A recent consensus statement by UK experts highlights the suitability of guided self-help interventions for various eating disorder presentations across all age groups, contingent upon close monitoring of medical and psychiatric risks [21]. The statement emphasises the importance of improving the provision, accessibility, and adherence to these interventions. Adherence to treatment recommendations and subsequent good clinical outcomes are more likely if individuals perceive the intervention as acceptable [29, 30]. Moreover, ensuring the acceptability of remote delivery for self-help interventions is crucial, especially considering young people’s consistent preference for face-to-face specialist eating disorder treatment over that of their parents/carers [31–33].
Objectives (7)
This study aims to examine the feasibility, acceptability and proof-of-concept of a CBT, guided self-help intervention for children and young people (aged 11–19 years) with threshold and subthreshold eating disorders.
Study design (8)
This proof-of-concept pilot study will use a single-arm, pre-post design with an embedded qualitative and quantitative process evaluation. Children and young people (aged 11–19) with threshold and subthreshold eating disorders will receive a CBT self-help intervention and 8 x 30-minute weekly guidance sessions delivered remotely. Participants, and their parents/carers, will complete assessments at baseline and post-intervention (12 weeks after baseline).

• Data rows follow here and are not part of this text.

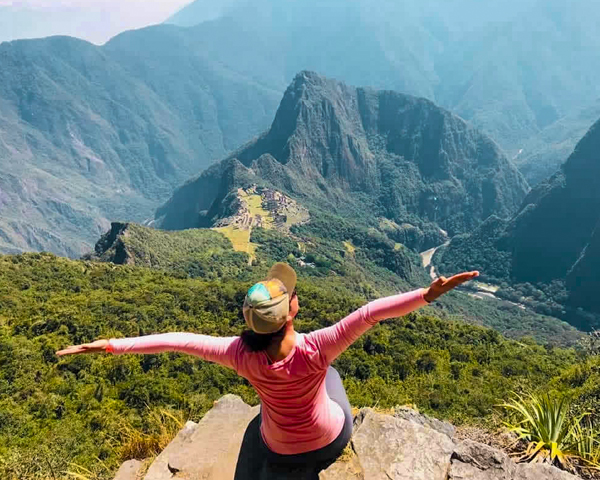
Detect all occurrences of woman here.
[57,263,479,470]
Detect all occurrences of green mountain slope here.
[0,254,599,480]
[166,0,600,161]
[441,116,600,326]
[0,32,278,256]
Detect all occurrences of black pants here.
[235,367,353,480]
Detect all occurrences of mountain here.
[441,120,600,324]
[5,0,600,257]
[165,0,241,27]
[156,72,528,250]
[165,0,600,161]
[513,99,600,186]
[115,395,581,480]
[0,32,279,257]
[0,0,186,45]
[0,251,600,480]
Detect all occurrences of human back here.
[237,334,345,455]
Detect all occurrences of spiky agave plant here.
[499,394,582,470]
[573,418,600,470]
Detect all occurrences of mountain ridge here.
[156,71,528,249]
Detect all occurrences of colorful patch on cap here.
[246,279,287,306]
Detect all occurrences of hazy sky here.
[0,0,191,43]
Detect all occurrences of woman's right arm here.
[56,333,241,370]
[305,272,479,366]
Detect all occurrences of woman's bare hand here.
[56,340,108,357]
[423,271,479,302]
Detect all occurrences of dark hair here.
[241,325,285,352]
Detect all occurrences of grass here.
[500,394,600,471]
[344,242,356,255]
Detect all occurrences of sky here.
[0,0,191,44]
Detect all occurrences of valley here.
[0,0,600,480]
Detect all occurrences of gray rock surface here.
[394,407,456,438]
[515,463,580,480]
[115,460,143,480]
[352,410,454,480]
[109,395,579,480]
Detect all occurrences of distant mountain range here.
[156,72,528,250]
[0,34,280,257]
[440,116,600,326]
[169,0,600,167]
[0,0,600,257]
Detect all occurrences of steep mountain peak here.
[157,71,528,248]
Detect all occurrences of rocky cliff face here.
[442,116,600,312]
[110,395,578,480]
[157,72,528,251]
[0,34,281,257]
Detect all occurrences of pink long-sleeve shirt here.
[107,289,427,455]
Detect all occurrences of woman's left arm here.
[56,333,240,370]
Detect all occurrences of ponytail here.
[241,325,285,352]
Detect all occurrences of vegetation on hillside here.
[0,254,600,479]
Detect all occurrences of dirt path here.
[420,241,527,310]
[420,241,450,280]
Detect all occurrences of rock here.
[144,395,259,480]
[448,440,516,480]
[115,460,144,480]
[352,409,454,480]
[515,463,580,480]
[319,455,365,480]
[139,395,579,480]
[394,407,456,438]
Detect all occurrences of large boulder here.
[342,409,454,480]
[144,395,259,480]
[115,395,579,480]
[115,460,144,480]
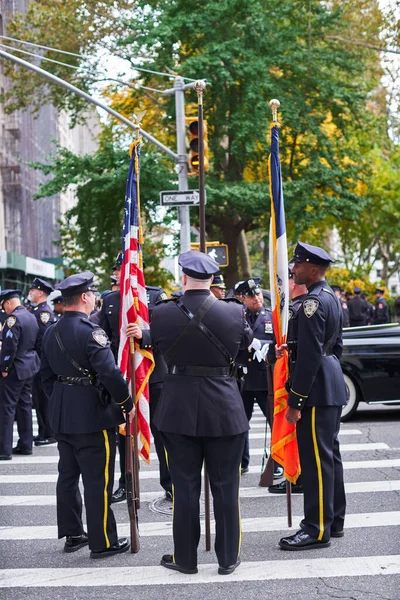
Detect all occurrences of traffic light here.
[186,117,210,175]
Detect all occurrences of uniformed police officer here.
[41,271,135,558]
[29,277,56,446]
[279,242,346,550]
[210,273,226,298]
[235,277,283,479]
[266,269,308,494]
[347,287,369,327]
[0,290,40,460]
[372,288,390,325]
[151,251,252,575]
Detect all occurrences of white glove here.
[248,338,261,351]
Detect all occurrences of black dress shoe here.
[13,446,32,456]
[90,538,131,558]
[35,438,57,446]
[64,531,89,552]
[274,465,284,479]
[218,558,240,575]
[111,487,126,504]
[268,479,303,494]
[279,529,331,550]
[299,519,344,537]
[160,554,198,575]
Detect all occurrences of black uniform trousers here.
[242,390,271,469]
[162,432,246,569]
[0,369,33,456]
[296,406,346,541]
[32,373,53,439]
[118,383,172,492]
[57,428,118,550]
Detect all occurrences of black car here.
[340,323,400,421]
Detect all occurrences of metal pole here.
[174,77,190,252]
[194,80,206,253]
[0,50,178,162]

Methods: Participants, interventions and outcomes
Study setting (9)
Recruitment will take place at participating specialist eating disorder services in England. To see the participating sites, please visit https://doi.org/10.1186/ISRCTN16038125.
Eligibility criteria (10)
Individuals will be eligible to participate in this study if they meet the below eligibility criteria:
Inclusion criteria for children and young people.
- a. Aged 11–19 years
- b. Assessment conducted by the referring Eating Disorders Service and/or screening assessment (ChEDE-Q8) indicates young person meets diagnostic criteria for anorexia nervosa, bulimia nervosa, binge eating disorder, other specified feeding or eating disorder (OSFED; atypical anorexia nervosa, bulimia nervosa of low frequency and/or limited duration or binge eating disorder of low frequency and/or limited duration), or has subthreshold but impairing symptoms related to these diagnoses
- c. Is a UK resident
- d. Has a parent/carer who is willing to take part in the study
Exclusion criteria for children and young people.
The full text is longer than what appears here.